Crowcon’s New LaserMethane® mini Gen2 Detects Methane Leaks from up to 100 Metres away in Seconds
Crowcon Detection Instruments has launched its new LaserMethane® mini Gen2 (LMm) portable methane detector. Designed specifically to detect methane at distance of up to 100 metres in seconds, the ATEX approved, second generation LMm is changing the way methane leaks are detected. What used to be a time consuming and potentially hazardous procedure is now quick and easy.
Photo: http://halmapr.com/crowcon/LMmGen2-4.jpg (740 KB)
The LMm is very easy to operate. By pointing the device’s laser beam towards a suspected leak or survey line, such as a gas pipe or ceiling, the concentration of methane is measured by detecting the difference between the light emitted and the light received.

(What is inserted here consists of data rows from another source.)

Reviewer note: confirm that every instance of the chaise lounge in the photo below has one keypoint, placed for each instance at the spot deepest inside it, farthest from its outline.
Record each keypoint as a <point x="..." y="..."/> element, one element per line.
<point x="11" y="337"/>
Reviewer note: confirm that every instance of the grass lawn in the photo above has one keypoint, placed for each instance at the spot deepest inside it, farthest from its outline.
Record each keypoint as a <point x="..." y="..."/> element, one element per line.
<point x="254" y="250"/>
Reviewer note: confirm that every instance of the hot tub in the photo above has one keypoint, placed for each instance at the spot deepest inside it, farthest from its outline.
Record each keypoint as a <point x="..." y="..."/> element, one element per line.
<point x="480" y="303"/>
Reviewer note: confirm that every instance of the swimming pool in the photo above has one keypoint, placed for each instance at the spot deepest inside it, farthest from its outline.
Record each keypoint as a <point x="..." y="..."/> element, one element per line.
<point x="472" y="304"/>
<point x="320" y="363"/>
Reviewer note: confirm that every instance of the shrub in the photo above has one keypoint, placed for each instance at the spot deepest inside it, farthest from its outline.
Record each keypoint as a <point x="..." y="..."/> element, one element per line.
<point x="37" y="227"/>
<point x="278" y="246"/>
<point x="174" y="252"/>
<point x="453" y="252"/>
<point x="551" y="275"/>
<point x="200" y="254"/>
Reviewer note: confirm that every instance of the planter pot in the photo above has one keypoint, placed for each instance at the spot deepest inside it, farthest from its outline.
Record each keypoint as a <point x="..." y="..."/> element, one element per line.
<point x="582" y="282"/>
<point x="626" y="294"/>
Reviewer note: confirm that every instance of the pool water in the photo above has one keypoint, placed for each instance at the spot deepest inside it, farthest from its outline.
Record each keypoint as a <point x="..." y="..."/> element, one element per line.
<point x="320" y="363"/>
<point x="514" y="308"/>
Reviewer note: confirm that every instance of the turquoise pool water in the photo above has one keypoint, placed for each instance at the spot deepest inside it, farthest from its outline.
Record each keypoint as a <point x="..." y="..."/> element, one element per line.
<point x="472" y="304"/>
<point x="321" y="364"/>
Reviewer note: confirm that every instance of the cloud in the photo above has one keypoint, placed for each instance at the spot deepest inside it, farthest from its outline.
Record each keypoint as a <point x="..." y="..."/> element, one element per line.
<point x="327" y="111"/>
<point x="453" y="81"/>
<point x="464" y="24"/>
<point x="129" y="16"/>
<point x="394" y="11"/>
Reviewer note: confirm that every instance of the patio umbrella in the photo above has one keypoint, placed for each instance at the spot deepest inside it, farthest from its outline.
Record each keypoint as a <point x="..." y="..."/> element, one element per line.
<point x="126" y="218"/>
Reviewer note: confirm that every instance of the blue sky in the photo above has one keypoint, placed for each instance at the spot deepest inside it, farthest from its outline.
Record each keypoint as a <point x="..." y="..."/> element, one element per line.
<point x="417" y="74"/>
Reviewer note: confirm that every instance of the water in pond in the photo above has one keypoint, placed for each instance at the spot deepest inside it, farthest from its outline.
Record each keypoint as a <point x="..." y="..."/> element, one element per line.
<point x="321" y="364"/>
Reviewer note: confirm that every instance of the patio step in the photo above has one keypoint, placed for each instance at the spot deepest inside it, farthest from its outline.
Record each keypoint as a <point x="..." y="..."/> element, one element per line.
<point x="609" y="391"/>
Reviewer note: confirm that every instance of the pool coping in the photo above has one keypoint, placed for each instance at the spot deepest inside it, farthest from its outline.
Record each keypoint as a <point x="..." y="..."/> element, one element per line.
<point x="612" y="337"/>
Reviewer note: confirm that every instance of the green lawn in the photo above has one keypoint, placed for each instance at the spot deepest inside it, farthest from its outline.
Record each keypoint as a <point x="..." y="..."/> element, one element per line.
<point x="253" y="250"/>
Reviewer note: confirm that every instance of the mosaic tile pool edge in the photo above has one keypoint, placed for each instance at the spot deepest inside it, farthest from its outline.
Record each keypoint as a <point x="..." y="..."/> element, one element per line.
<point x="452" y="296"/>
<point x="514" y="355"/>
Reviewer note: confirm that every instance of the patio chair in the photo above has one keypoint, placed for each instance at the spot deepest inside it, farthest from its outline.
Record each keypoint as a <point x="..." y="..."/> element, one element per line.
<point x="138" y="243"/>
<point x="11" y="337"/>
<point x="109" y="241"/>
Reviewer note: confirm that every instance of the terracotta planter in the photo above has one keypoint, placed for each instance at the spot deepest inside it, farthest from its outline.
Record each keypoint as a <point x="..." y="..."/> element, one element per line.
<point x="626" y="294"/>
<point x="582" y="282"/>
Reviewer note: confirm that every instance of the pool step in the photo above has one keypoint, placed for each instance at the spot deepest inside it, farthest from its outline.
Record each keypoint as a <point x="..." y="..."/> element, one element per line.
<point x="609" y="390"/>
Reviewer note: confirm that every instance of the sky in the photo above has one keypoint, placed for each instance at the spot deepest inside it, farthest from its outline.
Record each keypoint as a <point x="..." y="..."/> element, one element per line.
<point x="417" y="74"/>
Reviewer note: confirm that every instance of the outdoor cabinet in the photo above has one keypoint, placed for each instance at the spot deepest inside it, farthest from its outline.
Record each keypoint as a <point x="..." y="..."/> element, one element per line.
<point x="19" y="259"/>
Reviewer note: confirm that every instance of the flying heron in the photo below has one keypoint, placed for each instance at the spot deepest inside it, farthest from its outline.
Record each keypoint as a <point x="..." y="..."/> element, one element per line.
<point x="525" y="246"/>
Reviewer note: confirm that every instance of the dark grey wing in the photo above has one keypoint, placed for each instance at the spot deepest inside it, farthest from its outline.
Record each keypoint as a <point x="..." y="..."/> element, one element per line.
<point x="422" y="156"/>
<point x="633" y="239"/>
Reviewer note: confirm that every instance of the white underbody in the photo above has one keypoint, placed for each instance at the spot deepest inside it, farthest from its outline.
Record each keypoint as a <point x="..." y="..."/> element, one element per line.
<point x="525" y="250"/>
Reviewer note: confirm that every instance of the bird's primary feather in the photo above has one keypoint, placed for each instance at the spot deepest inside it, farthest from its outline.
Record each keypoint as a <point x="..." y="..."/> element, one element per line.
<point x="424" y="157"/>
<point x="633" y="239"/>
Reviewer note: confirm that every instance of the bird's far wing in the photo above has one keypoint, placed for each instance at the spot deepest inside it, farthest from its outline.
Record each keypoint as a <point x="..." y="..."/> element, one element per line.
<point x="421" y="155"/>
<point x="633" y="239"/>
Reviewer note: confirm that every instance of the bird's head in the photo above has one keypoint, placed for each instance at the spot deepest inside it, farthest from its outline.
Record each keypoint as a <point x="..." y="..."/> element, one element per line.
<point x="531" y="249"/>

The device uses an innovative laser diode tuned specifically to the characteristics of methane, and the level is displayed on the ppm.m* readout. On start-up the instrument performs a self check and verifies the operation and calibration of the laser diode by referencing an inbuilt methane cell. This ensures consistent high performance, accuracy and reliability.
ATEX approval allows the LMm to be used in Zone 1 hazardous areas for on-plant use, in M2 mining applications, as well as detecting escapes in hard to reach or inaccessible areas such as roof spaces, pipelines crossing rivers or roads, fenced enclosures and landfill sites. This means there is no longer a need for personnel to put themselves at risk by entering suspected escape areas.
Not just portable, but truly handheld, the LMm weighs just 600g (1.3lbs), including the battery, and measures just 70mm x 179mm x 42mm (2.8 x 7 x 1.6 inches). Features include a full colour numeric or graphical display, audio and visual alarms, six hours minimum battery life per charge (four hour recharge), IP54 ingress protection, automatic ranging and a wide operating temperature range of -17°C to +50°C (1°F to 122°F).
*ppm.m = parts per million metres. Unit of gas measurement showing the total amount of gas in the path of the laser beam between the unit and reflection point.